Biodiversité : l’agriculture au cœur de l’agenda mondial


Le récent rapport de l'IPBES relance la dynamique internationale autour de la lutte contre l’érosion de la biodiversité et désigne très clairement son principal responsable, à l’échelle mondiale : l’agriculture. La plateforme intergouvernementale surnommée le « Giec de la biodiversité » souligne d'abord la responsabilité de « l’expansion » mondiale de l’agriculture dans la disparition massive des espèces animales et végétales depuis les années soixante-dix. Mais l’«intensification» est également pointée du doigt. Un document « pour décideurs » préconise des modèles – encore larges – comme « l’agroécologie » et servira de base de négociations entre les Etats, en vue du sommet de Kunming, en Chine, qui aura lieu en décembre 2020. L’objectif de cette rencontre : renouveler les engagements des nations en matière de biodiversité, un sujet relativement mis de côté depuis une décennie dans les discussions internationales, au profit du réchauffement climatique.

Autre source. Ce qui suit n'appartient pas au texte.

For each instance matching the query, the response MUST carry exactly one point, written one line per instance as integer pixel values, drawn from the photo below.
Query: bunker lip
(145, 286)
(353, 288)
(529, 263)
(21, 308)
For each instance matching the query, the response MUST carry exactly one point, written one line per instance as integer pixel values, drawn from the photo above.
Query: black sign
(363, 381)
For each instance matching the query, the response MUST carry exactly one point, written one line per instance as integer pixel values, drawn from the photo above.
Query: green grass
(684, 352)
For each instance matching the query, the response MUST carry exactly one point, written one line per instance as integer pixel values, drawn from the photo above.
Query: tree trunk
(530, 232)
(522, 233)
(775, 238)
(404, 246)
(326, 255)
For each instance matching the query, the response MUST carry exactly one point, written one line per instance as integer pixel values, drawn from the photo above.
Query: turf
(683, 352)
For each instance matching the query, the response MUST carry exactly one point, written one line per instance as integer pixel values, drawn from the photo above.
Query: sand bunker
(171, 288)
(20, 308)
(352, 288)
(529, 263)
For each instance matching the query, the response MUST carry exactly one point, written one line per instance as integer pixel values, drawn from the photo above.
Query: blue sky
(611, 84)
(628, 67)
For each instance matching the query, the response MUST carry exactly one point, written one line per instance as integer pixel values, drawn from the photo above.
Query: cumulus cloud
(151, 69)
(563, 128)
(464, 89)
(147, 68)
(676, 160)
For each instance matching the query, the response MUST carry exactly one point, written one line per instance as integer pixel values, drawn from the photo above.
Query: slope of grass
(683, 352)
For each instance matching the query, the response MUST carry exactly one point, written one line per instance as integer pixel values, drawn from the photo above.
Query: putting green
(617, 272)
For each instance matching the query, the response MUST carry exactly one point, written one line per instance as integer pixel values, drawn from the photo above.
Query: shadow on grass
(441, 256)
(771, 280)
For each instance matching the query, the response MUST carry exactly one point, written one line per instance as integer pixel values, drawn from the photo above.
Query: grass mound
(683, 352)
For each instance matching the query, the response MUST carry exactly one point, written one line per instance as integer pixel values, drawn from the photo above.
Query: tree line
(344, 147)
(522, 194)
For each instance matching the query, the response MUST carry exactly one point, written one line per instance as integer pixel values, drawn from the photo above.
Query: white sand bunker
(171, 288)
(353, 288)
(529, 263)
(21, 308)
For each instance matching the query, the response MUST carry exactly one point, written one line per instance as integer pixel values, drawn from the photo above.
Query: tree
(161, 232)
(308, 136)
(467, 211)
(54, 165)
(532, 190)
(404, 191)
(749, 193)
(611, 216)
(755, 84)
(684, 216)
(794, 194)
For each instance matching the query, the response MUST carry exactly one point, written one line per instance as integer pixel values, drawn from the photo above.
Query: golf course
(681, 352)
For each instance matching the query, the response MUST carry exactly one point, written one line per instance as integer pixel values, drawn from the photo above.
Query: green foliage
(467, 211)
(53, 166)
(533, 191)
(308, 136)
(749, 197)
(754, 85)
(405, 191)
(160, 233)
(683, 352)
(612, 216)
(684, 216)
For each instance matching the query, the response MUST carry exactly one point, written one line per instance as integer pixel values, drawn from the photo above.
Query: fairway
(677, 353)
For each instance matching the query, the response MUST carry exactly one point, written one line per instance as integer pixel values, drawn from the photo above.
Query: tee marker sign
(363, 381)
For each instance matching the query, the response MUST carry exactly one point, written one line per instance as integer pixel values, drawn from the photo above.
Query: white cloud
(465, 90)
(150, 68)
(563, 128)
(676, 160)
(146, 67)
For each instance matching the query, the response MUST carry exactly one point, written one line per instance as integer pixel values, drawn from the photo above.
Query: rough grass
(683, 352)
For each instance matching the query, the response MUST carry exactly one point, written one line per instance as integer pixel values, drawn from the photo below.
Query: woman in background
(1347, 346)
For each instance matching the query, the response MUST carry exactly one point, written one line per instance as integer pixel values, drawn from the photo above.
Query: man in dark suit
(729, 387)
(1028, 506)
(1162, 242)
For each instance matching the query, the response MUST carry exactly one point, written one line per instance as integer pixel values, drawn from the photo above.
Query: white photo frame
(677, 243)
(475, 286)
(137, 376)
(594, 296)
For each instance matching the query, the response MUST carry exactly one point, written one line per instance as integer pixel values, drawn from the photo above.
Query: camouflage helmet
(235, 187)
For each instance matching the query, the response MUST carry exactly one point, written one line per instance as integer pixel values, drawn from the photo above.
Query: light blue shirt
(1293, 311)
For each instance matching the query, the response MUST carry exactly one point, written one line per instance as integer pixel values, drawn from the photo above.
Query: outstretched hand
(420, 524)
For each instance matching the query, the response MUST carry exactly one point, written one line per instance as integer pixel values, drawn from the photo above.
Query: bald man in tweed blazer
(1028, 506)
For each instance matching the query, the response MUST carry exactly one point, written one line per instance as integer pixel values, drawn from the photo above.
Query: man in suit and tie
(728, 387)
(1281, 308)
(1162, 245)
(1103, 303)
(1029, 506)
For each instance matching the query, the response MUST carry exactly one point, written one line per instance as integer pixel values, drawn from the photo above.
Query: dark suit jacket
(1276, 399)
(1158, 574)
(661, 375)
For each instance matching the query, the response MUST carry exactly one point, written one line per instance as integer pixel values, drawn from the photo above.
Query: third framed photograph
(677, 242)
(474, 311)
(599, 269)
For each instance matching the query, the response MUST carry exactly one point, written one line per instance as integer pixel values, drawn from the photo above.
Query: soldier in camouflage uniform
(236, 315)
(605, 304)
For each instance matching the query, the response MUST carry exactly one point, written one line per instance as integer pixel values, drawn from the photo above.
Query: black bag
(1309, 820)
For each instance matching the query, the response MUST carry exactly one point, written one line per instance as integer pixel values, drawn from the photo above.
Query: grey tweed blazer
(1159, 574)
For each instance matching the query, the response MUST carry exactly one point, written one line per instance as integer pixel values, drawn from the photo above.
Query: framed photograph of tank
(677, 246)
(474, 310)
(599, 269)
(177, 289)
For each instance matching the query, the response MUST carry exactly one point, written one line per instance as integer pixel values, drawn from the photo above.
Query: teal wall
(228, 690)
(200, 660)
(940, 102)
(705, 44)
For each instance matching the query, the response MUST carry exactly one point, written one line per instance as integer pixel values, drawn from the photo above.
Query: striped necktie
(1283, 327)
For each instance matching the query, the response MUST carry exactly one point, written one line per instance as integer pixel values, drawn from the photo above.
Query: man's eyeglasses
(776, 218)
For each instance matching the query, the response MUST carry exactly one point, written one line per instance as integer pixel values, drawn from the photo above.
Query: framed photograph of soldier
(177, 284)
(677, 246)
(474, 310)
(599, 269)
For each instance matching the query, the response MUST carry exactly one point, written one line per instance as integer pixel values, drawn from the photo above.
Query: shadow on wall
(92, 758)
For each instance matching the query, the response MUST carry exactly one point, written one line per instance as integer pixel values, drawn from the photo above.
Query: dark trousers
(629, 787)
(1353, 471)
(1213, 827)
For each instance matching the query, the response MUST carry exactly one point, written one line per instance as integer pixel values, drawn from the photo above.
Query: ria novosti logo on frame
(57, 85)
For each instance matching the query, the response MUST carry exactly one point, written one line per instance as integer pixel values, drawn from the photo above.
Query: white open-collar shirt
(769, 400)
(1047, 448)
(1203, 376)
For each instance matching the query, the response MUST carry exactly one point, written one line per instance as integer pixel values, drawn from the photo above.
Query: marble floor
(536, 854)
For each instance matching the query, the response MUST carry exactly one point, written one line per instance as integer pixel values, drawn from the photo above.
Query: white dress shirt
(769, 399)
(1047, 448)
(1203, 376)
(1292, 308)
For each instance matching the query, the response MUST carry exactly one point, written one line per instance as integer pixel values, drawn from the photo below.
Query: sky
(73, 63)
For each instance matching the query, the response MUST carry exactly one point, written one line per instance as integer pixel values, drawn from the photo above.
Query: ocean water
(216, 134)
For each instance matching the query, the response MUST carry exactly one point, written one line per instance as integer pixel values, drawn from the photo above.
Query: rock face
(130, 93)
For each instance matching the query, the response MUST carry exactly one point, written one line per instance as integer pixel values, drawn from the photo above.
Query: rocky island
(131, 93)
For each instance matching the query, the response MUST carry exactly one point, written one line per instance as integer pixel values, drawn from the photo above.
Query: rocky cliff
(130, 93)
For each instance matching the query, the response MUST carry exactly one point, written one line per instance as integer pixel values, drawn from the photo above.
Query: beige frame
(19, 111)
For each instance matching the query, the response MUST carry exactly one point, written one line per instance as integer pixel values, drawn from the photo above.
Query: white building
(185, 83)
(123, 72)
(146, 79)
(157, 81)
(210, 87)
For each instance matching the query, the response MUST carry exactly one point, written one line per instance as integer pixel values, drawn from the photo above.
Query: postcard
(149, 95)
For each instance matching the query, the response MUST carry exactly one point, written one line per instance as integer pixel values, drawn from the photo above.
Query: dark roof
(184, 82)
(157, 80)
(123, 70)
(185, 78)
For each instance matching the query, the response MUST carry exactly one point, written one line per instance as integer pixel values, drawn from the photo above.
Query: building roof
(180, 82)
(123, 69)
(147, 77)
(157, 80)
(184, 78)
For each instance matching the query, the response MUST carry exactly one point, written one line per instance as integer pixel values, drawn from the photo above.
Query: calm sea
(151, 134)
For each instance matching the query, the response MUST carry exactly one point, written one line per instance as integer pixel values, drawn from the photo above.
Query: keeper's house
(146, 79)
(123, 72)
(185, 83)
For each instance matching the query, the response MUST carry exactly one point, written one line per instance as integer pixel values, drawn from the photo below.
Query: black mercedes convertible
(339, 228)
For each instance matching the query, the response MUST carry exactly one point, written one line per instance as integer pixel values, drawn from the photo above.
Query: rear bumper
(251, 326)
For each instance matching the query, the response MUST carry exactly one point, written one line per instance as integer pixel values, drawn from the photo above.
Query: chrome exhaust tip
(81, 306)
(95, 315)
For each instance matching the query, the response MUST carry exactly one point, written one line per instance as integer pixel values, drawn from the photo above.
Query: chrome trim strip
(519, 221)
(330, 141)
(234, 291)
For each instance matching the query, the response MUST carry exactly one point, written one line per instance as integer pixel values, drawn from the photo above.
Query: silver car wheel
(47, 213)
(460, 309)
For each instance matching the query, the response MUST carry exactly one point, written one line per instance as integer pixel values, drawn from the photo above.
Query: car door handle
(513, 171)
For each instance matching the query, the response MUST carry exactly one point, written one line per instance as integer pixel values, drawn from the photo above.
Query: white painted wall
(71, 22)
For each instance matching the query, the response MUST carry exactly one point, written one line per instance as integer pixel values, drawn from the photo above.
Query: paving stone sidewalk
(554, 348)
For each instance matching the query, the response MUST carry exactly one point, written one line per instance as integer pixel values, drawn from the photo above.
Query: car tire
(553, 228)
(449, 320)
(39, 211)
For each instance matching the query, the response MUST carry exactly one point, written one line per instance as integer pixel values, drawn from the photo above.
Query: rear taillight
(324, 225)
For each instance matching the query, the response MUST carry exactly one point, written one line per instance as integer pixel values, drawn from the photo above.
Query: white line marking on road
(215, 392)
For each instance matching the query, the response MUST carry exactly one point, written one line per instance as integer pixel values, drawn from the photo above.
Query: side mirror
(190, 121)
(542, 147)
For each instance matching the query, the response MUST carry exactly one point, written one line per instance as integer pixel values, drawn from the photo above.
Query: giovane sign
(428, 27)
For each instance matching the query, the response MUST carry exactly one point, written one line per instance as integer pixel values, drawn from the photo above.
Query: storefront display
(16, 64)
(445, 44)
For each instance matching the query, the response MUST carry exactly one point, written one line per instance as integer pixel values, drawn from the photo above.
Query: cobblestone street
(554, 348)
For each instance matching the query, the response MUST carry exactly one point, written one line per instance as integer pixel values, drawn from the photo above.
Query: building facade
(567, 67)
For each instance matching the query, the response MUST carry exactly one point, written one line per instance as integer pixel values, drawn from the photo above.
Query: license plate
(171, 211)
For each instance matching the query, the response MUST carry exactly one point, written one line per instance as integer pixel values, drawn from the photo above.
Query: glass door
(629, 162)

Un million d’espèces menacées de disparition dans les prochaines décennies. Ce chiffre, alarmant, a fait le tour du monde après la publication d’un rapport d’une ampleur inédite, publié le 6 mai par l’IPBES, la plateforme de l’Onu chargée de l’expertise scientifique sur la biodiversité. Pendant trois ans, 150 experts ont analysé 15 000 publications scientifiques pour aboutir à un document de 18 000 pages, détaillant l’évolution et les causes de la disparition de la biodiversité dans le monde.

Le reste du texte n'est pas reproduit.